On the bottom of the same page, you will be viewing the Project Content selection settings. Both for Model and Function, accept the default values and click on “Create” to continue.
In this step, you will deploy the object detection project to your device. Your currently created project shall be listed successfully in the “Projects” section. After you view the corresponding project, click on the radio button and choose “Deploy to device” on the right top.
On the “Target device” page, you need to choose your device and click on the “Review” button.
There will an additional page that has details of your deployment including information about “Type”, “Lambda” and “Model”. After you carefully check them, select the “Deploy” button to continue.

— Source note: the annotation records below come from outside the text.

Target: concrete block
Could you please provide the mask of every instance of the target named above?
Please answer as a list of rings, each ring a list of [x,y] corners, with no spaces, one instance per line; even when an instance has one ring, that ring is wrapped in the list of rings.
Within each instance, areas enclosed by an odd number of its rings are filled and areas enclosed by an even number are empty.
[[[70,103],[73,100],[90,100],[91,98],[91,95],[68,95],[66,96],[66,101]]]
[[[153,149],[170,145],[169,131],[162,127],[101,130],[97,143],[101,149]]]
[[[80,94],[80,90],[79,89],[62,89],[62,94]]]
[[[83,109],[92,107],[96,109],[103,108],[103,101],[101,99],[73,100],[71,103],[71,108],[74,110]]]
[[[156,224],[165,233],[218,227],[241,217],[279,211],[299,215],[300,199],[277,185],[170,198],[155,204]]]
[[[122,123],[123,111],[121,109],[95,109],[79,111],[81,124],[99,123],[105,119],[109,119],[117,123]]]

When clicked on “Deploy” your model will be uploaded to your device by showing its download percentage to AWS DeepLens.
After deployment, on the “Devices” tab, after your project deployment, click on “View Output” to select your browser for the corresponding streaming certification import.
Model Output
There are 2 different ways to view our model output. These are listed below and explained in separate topics.
- JSON-formatted MQTT topic-valued output
- Project Stream
1.AWS IoT Core — MQTT Topic Value
After you successfully imported your certificate, your browser will ask you to choose the appropriate version of your certificate via the pop-up screen.

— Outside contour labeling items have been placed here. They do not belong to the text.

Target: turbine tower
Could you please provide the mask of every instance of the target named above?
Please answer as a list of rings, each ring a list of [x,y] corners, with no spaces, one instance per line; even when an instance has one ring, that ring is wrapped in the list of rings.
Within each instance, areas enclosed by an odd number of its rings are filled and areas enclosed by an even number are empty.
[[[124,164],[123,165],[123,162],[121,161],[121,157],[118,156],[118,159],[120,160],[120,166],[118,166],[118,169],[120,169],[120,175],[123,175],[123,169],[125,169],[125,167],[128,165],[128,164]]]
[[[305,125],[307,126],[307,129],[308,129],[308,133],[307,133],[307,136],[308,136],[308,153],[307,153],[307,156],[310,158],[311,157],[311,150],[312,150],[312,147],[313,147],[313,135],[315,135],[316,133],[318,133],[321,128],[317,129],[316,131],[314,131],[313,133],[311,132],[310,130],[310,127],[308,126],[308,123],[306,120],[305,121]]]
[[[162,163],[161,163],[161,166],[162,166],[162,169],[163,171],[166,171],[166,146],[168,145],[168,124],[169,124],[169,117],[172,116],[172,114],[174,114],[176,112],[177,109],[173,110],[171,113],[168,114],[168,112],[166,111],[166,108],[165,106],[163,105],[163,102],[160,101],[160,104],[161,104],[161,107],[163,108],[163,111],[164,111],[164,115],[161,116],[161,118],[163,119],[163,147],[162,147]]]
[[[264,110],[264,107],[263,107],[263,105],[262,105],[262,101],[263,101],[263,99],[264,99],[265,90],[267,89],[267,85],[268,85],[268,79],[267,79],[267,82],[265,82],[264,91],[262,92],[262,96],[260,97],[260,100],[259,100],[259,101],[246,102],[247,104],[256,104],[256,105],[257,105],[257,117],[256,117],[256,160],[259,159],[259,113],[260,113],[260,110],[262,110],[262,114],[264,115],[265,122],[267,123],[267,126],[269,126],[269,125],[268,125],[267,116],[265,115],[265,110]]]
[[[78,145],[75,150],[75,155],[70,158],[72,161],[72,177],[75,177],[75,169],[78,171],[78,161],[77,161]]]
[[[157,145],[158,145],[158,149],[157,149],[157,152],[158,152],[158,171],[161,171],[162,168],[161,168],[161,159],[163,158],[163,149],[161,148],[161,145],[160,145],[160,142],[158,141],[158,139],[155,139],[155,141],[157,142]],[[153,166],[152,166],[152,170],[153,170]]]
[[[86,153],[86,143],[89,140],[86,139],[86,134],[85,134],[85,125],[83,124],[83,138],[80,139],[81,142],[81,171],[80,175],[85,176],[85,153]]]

When you would like to have a JSON-formatted output, you may “Copy” the uniquely generated topic and click on “AWS IoT console” to open up the AWS IoT Core service.
After copying the topic with the following format “$aws/things/deeplens_/infer”, paste it under “Subscribe to topic” and click on “Publish to topic” button.
After clicked on “Publish to topic”, json-formatted outputs started to be published. If you would like to stop publishing, you can select “Pause” on the right top.
2.Project Stream
After the certificate for our browser is imported, we can click on the “View video stream” under the “Video streaming” section to open a new tab with the IP address “192.168.1.47:4000″.
When the stream is enabled on the IP address specified, we can see two different tabs. The first tab is called “Project stream” which is the stream where our object detection model was applied. On this stream, we see blue frames around the objects and on the top of the frames, detected names of the objects with their likelihood percentages. Not all of the objects in the frame can be recognized since the model was trained in a limited amount of objects. If we would like to detect more objects than the pre-trained object detection model, we need to import our custom model by importing an external custom model.
The second stream is called “Live Stream”. When we select this tab, we can view the normal camera stream which shows frames faster than “Project Stream” since it is not applying any model on the objects.